Cette tendance à la régionalisation du commerce mondial et à la création de zones monétaires est une caractéristique essentielle des années trente. Mais, face à l’instabilité chronique des autres blocs, les pays qui adhérèrent au bloc sterling n’eurent pas à regretter leur décision.

De la guerre au retour à la convertibilité

La création de la zone sterling

Avec la déclaration de guerre le Royaume-Uni met en place une réglementation des changes pour protéger ses réserves, et, le 3 septembre 1939, la zone sterling reçoit sa définition légale. En font partie les pays qui acceptent de mettre en place une réglementation identique, en contrepartie de quoi les mouvements de capitaux et les paiements resteront libres au sein de la zone, pendant la durée du conflit. Contrairement au bloc sterling, la zone épouse plus étroitement les limites du Commonwealth.

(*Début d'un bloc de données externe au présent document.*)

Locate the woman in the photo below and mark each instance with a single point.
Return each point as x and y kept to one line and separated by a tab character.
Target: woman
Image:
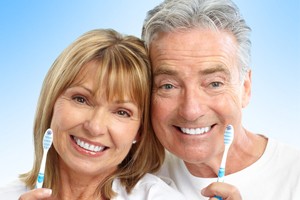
95	98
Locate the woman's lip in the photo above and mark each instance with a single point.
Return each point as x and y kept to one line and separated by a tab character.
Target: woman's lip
86	152
87	141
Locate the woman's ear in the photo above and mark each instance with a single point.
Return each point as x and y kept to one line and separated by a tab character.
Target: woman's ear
247	89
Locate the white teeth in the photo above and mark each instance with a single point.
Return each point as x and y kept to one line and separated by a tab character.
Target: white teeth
195	131
88	146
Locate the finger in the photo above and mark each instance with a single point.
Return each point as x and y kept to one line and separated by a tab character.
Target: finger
36	194
224	190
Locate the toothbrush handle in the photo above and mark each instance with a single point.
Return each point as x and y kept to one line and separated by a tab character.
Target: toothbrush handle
40	178
221	175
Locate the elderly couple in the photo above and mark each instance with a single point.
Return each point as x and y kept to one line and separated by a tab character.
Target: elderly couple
101	95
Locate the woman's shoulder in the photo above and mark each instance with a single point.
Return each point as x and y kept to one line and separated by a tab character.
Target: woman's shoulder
12	190
149	187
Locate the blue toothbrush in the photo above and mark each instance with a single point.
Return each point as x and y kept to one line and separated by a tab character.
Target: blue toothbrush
47	142
228	138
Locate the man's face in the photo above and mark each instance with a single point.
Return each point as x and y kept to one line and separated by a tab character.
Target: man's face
197	92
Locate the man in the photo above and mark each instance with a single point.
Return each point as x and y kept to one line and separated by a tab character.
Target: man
200	54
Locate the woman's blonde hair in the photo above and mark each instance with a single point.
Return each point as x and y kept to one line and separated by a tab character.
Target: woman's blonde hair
124	69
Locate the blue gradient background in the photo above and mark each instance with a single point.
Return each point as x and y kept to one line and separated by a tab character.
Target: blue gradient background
33	33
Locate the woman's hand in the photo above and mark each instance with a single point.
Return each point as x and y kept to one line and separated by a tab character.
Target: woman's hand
224	190
36	194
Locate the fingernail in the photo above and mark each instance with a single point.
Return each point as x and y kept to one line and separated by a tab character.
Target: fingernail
203	190
47	191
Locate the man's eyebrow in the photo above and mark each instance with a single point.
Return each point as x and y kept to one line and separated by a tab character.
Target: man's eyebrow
215	69
164	71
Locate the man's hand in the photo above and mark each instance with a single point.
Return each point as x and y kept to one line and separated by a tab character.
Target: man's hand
224	190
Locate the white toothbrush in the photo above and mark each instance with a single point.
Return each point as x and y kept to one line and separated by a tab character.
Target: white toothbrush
228	138
47	142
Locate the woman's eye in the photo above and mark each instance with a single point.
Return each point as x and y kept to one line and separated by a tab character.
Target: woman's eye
80	99
167	86
123	113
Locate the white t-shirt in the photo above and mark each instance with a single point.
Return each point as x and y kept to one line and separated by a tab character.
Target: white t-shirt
149	187
276	175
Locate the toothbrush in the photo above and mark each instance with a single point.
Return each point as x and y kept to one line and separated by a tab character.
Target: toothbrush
228	138
47	142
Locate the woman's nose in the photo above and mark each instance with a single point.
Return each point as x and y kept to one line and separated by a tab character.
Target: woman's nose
96	122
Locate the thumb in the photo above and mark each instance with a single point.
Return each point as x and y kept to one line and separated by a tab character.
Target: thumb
224	190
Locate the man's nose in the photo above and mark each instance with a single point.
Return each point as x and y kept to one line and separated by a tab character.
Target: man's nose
192	104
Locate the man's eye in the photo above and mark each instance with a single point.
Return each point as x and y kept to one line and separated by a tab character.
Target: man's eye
216	84
79	99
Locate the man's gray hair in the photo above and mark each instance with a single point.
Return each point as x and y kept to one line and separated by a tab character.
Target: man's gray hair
222	15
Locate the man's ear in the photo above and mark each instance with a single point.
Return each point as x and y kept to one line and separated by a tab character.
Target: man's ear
246	95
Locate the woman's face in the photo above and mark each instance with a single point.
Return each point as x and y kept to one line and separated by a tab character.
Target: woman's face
92	135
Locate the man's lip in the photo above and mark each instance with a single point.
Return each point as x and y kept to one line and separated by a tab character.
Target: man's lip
200	130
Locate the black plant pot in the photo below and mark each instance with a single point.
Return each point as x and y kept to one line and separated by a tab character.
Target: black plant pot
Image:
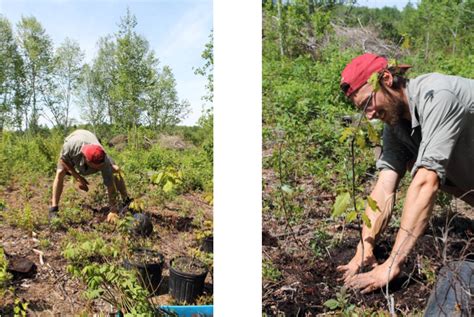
186	286
142	225
207	244
149	267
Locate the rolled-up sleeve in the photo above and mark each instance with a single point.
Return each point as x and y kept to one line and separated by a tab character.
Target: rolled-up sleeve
107	173
442	119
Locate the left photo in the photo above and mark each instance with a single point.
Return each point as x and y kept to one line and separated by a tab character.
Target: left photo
106	158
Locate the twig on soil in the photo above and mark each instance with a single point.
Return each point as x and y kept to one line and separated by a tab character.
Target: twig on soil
40	254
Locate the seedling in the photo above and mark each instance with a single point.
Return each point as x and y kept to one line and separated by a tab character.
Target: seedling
341	303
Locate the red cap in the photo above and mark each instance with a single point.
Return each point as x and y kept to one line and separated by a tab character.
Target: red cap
359	70
93	153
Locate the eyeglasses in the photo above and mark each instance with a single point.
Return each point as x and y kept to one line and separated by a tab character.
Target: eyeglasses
369	100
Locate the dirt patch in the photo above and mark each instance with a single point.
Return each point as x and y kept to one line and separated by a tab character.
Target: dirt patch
307	254
64	293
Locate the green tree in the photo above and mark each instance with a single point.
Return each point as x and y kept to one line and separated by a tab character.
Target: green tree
207	70
10	73
102	76
67	68
35	47
164	108
133	75
91	99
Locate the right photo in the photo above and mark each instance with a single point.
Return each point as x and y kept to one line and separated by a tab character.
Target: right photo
368	145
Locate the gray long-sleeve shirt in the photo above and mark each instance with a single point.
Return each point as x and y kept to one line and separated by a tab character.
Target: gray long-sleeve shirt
440	136
71	153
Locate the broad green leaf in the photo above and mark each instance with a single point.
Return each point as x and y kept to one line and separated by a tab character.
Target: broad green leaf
331	304
372	204
345	134
341	204
351	216
366	220
373	135
360	140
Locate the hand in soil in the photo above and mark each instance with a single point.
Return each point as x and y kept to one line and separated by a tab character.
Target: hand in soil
82	184
377	278
352	268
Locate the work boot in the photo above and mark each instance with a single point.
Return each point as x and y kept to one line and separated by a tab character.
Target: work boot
53	213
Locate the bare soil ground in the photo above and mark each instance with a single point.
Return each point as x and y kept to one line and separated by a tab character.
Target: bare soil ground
51	290
308	253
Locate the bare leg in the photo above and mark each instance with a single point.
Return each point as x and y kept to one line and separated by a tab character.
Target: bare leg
58	187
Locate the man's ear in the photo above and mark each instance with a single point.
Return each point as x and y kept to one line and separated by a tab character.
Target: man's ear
387	78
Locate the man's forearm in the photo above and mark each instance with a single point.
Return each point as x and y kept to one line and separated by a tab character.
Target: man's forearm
112	196
416	213
384	195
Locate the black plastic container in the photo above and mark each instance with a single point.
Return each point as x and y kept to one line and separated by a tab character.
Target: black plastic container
207	244
185	286
149	271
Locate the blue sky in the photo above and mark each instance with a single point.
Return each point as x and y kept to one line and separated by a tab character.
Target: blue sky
399	4
176	30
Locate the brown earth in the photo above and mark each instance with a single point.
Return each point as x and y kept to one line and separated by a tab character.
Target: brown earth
51	290
308	252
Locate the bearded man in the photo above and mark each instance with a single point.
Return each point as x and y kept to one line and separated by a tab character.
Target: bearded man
83	152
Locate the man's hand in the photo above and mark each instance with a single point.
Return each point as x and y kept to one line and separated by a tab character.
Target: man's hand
380	276
113	216
82	184
351	268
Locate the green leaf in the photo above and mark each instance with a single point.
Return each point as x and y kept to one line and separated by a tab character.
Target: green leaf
374	81
287	189
372	204
168	187
351	216
360	140
345	134
341	204
331	304
366	220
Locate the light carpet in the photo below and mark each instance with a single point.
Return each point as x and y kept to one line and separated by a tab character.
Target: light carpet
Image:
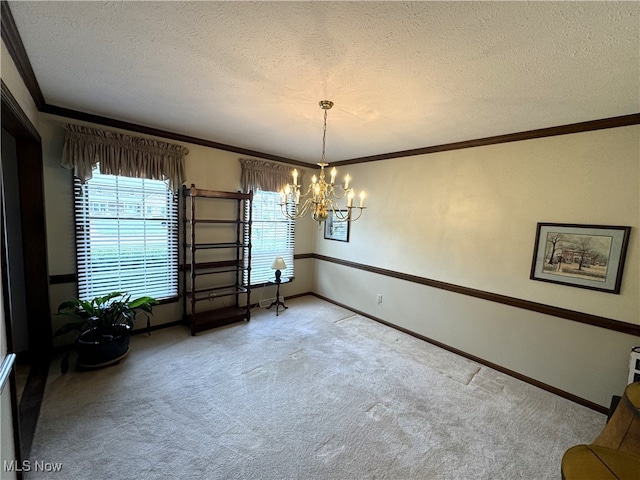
315	393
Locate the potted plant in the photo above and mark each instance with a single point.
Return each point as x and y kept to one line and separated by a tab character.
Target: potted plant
104	324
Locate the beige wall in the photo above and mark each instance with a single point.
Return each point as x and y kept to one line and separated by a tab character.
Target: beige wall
468	217
206	167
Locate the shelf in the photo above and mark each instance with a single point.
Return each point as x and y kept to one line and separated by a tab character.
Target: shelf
216	292
202	246
198	192
231	263
216	318
213	221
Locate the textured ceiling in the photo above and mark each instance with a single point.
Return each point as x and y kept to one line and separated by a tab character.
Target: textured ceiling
403	75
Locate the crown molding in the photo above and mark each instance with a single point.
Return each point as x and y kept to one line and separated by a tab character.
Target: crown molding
13	42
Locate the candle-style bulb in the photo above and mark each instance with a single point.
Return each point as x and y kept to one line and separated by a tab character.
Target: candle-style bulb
350	198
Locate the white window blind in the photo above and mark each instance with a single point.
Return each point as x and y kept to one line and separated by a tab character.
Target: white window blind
272	235
126	237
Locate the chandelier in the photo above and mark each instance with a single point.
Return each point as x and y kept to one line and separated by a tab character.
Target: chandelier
321	197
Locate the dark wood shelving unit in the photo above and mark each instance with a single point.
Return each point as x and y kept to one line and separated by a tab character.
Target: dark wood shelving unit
206	280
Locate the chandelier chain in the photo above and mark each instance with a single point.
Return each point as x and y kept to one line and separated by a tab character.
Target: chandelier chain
322	197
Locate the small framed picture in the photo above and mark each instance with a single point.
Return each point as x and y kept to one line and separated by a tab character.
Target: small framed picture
335	230
583	256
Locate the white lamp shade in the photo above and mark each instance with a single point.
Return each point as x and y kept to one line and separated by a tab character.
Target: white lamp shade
278	264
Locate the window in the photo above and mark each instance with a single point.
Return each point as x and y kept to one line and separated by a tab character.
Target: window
126	237
272	235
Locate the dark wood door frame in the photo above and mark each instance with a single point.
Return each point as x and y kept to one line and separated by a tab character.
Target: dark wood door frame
36	269
31	187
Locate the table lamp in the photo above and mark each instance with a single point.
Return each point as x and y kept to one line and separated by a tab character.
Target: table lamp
278	264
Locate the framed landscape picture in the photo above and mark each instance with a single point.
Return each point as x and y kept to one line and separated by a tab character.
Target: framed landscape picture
583	256
334	230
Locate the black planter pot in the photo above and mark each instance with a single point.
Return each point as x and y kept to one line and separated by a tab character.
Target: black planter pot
99	349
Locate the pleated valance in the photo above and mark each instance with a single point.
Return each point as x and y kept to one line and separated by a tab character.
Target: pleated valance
267	176
119	154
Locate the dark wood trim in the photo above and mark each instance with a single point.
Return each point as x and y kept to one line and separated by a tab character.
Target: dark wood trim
34	244
18	53
111	122
532	381
613	122
586	318
14	120
64	278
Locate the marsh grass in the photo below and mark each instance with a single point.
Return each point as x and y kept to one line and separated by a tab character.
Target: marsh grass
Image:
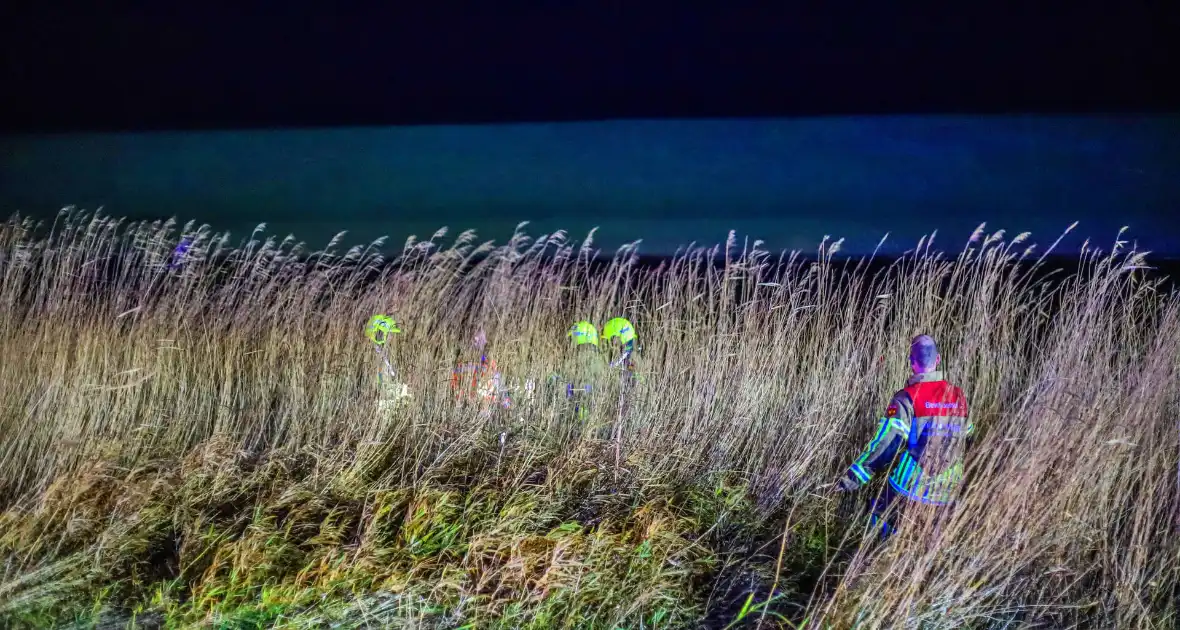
203	445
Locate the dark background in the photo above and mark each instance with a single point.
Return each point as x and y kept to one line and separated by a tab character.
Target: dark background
851	119
155	65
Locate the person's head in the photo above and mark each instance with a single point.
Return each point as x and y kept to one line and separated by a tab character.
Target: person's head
584	335
924	354
380	327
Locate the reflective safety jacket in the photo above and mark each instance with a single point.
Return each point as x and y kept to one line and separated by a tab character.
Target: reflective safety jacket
928	422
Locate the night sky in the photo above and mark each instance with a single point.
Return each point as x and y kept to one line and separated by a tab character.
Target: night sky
844	120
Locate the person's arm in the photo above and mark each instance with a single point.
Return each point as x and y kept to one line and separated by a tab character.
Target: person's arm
892	432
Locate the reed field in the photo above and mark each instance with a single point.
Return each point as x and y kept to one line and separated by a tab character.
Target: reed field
208	445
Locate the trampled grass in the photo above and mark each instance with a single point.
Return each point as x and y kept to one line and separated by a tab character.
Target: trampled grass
204	445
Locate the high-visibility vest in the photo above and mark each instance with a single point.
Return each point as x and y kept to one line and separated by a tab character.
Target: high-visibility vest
931	464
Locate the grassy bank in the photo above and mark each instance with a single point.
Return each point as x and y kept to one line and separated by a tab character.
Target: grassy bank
205	445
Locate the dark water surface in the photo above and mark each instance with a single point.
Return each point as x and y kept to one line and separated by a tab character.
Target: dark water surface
786	182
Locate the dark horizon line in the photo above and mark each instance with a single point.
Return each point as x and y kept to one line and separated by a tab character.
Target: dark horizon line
470	119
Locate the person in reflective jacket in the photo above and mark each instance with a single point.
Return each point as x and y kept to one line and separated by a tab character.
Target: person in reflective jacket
926	421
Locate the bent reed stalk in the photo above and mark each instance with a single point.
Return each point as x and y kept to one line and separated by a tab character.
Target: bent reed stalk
203	444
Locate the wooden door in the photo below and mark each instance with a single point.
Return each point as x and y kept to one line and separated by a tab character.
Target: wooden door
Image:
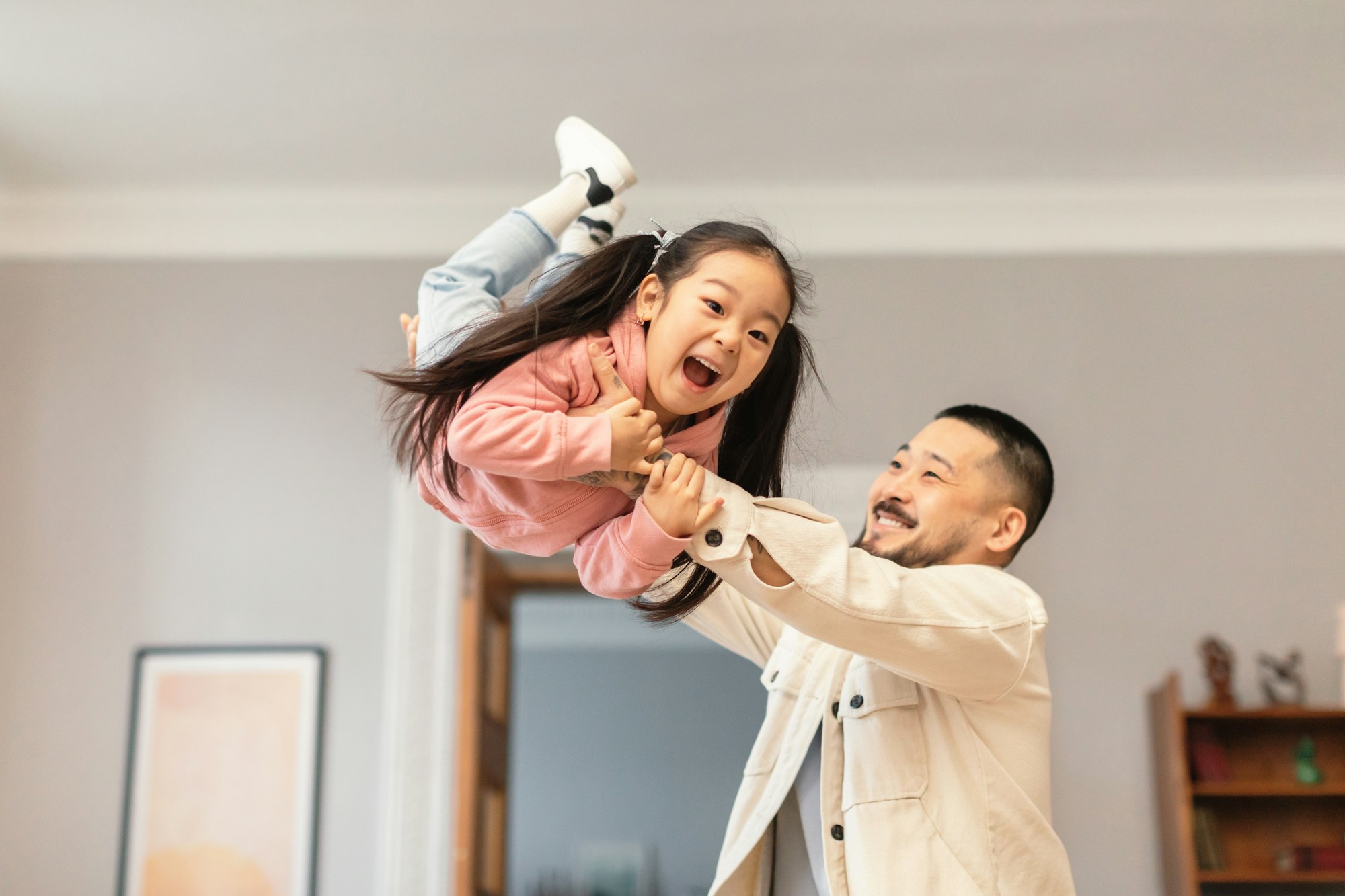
484	685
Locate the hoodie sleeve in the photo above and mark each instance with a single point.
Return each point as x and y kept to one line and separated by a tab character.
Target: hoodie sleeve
516	424
626	556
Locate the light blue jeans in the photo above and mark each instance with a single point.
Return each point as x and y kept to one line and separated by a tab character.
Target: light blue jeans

La zone fonctionne avec un pool central de réserves or et dollars; les pays de la zone échangent leurs avoirs en dollars, notamment contre des avoirs en livres sterling, et acceptent de limiter leurs dépenses en dollars.

Les années d’après-guerre

En 1945, la Grande-Bretagne est au bord de la faillite. Son endettement extérieur est énorme et les deux lignes de crédit des pays de la zone d’une part et des États-Unis d’autre part (prêt-bail) se ferment.

Les États-Unis accordent un prêt de 3 750 millions de dollars en 1945, en contrepartie de quoi le Royaume-Uni s’engage à rétablir la convertibilité de la livre sterling pour les transactions courantes, à mettre fin à la discrimination résultant du pool dollar, et à rendre librement convertible une partie des balances sterling.

Ce retour à la convertibilité du 15 juillet 1947 s’avère catastrophique et l’expérience prend fin le 20 août. L’Exchange Control Act d’octobre ira reformer une zone discriminatoire vis-à-vis du dollar dont la cohésion fut démontrée lors de la dévaluation de la livre le 19 septembre 1949.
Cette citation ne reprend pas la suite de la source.